Right, where was I? Okay... The troubling thought. I am currently at ALT-C and it's been a good conference so far, which is great. And there is a lot of talk about openness. Which is also nice.

But... I keep on hearing the phrase 'the benefit of open practice is in raising your profile'.  It is the slightly more personal version of 'institutional reputation building' and it has an ugly auntie called 'establishment of brand identity'. And some how it is all over 'open'.

I don't get it. Well, I do. In a cynical marketing kinda way. But I can't really reconcile the whole brand identity thing with how I felt when I started to share learning resources more than a decade ago. It didn't cross my mind about the marketing opportunity. I just felt it was the right thing to do. That other people might benefit from something I'd created. It was fun to create things and I liked hearing that others found them useful. I loved it when someone would volunteer to write something for me because they wanted to contribute to the resources I'd created. I loved the fact that I got to play and explore new ways of sharing stuff... and other people were kind enough to give me feedback and support me in doing it.  I would think about things that I'd found tricky, write something about it... and then share it. If there we're mistakes, someone would inevitably tell me and I'd happily make corrections.

I learned loads by being open. I made connections.  I reflected on what was important to me educationally. It was an outlet for creativity and thinking.

It was not driven by a marketing strategy. Ever.  I never thought to myself that it was a self-promotion opportunity. I wanted to be helpful, to be useful.  Until someone unlocked my love of learning, I didn't realise how important those things would become to me.  And the thing that unlocked that love was when I got the chance to make a difference to the way a course was being delivered when I was a mature student. Someone listened. Someone found an idea valuable.  Someone gave me a chance to make a difference.  Someone told me not to call myself 'only a student' and a lightbulb went on in my head.  It was an amazing empowering feeling.  It changed my life. I wanted to help others feel that feeling. And I started to share openly. And when I started to teach, I carried on doing that with my own students.

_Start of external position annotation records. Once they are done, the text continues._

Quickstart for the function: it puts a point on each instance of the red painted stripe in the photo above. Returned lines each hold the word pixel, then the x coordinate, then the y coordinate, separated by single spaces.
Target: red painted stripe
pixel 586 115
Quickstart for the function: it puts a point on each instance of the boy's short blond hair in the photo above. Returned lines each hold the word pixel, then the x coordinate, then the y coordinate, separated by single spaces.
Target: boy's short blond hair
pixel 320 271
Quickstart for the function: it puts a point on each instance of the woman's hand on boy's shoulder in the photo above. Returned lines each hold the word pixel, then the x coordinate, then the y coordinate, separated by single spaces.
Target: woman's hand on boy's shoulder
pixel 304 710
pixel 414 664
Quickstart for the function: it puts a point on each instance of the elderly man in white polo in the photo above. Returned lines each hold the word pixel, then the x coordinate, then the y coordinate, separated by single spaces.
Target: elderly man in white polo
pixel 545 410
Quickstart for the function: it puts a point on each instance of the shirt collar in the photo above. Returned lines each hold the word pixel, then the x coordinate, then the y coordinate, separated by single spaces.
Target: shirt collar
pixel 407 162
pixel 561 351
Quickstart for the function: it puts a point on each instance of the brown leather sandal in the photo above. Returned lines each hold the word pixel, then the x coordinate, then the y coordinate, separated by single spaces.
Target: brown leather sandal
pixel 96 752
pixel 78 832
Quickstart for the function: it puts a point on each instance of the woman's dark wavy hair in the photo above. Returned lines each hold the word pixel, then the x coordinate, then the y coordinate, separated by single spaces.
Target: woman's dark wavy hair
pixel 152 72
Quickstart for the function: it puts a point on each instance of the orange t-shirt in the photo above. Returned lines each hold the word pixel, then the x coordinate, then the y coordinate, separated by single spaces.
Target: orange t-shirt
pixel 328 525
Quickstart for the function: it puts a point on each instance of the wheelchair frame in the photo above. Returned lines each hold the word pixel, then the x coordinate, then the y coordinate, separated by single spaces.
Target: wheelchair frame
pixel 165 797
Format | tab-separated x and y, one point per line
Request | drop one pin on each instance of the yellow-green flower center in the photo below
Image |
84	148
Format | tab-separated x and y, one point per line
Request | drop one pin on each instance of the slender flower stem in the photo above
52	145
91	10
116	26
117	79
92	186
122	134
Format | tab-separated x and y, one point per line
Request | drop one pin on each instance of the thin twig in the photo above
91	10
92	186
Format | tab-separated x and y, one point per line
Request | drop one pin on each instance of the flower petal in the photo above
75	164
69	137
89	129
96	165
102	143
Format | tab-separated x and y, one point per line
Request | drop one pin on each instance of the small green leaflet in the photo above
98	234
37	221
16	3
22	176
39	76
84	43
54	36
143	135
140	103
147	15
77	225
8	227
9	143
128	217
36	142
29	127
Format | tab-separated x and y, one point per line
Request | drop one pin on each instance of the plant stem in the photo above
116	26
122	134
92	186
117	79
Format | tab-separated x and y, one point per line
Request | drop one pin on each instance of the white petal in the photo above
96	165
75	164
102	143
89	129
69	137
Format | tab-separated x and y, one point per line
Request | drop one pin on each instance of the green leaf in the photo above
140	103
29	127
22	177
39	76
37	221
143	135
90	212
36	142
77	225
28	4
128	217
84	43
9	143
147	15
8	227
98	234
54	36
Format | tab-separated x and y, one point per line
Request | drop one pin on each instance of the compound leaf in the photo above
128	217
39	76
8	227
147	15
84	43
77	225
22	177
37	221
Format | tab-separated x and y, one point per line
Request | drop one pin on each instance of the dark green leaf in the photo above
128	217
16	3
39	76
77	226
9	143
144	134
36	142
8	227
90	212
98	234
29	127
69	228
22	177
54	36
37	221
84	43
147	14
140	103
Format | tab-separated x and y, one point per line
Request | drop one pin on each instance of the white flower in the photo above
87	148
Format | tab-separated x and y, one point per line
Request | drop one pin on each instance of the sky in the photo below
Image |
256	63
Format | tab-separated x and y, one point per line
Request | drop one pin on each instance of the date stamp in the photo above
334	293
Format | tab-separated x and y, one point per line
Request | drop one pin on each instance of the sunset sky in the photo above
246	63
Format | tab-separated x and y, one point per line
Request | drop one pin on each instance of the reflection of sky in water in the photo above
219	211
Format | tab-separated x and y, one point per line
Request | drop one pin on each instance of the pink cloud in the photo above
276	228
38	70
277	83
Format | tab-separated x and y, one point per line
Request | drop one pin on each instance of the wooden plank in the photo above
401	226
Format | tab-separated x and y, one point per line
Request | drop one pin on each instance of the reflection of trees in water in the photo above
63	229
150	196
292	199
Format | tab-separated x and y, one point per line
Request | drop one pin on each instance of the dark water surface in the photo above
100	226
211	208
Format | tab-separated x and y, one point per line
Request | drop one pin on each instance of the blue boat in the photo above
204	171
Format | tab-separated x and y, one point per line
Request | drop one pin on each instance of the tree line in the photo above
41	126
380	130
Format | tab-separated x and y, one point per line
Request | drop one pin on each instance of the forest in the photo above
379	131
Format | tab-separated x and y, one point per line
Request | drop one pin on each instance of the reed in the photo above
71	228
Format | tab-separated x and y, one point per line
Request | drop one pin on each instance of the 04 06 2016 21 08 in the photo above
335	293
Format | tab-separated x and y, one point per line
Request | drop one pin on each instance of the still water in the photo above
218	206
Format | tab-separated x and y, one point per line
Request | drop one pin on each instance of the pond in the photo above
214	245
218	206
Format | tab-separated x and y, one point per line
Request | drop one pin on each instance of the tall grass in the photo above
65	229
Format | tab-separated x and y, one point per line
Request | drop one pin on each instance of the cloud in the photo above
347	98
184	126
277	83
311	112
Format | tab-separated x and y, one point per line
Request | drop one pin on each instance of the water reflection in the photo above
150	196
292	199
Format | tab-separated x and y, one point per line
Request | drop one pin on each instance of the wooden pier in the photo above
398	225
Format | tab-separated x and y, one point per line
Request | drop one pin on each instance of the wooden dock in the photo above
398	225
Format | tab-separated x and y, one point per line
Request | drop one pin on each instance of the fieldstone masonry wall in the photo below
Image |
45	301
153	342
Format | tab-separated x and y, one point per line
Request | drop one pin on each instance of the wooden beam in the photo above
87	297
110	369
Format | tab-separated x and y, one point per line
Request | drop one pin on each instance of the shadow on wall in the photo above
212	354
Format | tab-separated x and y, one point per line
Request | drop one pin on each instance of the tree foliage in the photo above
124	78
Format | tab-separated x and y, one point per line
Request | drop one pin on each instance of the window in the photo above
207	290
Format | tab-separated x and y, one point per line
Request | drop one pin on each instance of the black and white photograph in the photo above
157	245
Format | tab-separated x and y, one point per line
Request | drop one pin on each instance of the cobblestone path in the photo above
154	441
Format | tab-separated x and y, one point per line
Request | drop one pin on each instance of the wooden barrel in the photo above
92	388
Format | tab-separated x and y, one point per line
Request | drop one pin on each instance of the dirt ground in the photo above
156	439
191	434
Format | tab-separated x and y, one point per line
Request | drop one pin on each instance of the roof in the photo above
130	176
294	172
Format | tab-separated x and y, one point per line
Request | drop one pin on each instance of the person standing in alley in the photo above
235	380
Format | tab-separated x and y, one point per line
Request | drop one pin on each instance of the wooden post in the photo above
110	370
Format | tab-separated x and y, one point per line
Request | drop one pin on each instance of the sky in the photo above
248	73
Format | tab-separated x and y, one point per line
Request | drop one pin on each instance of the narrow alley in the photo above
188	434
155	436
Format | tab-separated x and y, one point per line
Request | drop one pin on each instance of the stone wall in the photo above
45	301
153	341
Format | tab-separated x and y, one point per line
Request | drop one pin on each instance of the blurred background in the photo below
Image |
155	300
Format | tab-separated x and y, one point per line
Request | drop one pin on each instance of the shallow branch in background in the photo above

I guess that my point is really that it troubles me that open has become much bigger news lately. FutureLearn, Coursera, Kahn Academy etc... the big boys are paying attention and beavering away to create MOOCs. And over and over again I hear presenters utter those dreaded marketing-laden words about brand identity, sector positioning, profile raising. And the motivation for being open is wrong.

If you're not truly open in your practice. If you don't really believe that it's worth doing for your learners.  For your networks.  For your community. For your own satisfaction and development. Then, you will only get a formulaic attempt at education. And it is not really about learning.

You have to give a monkeys. You have to care. Don't you? You have to believe, right down to your toes, that learning is where it's at.

Learning is messy.  It is creative.  Messy.  Chaotic.  Passionate.  Amazing.

And it isn't dragged along by a marketing strategy which wants to increase its marketing share in some misguided manner.

The fact that those who should share a passion for learning are spouting a marketing strategy when talking about their forays into open is unsettling.  Really unsettling.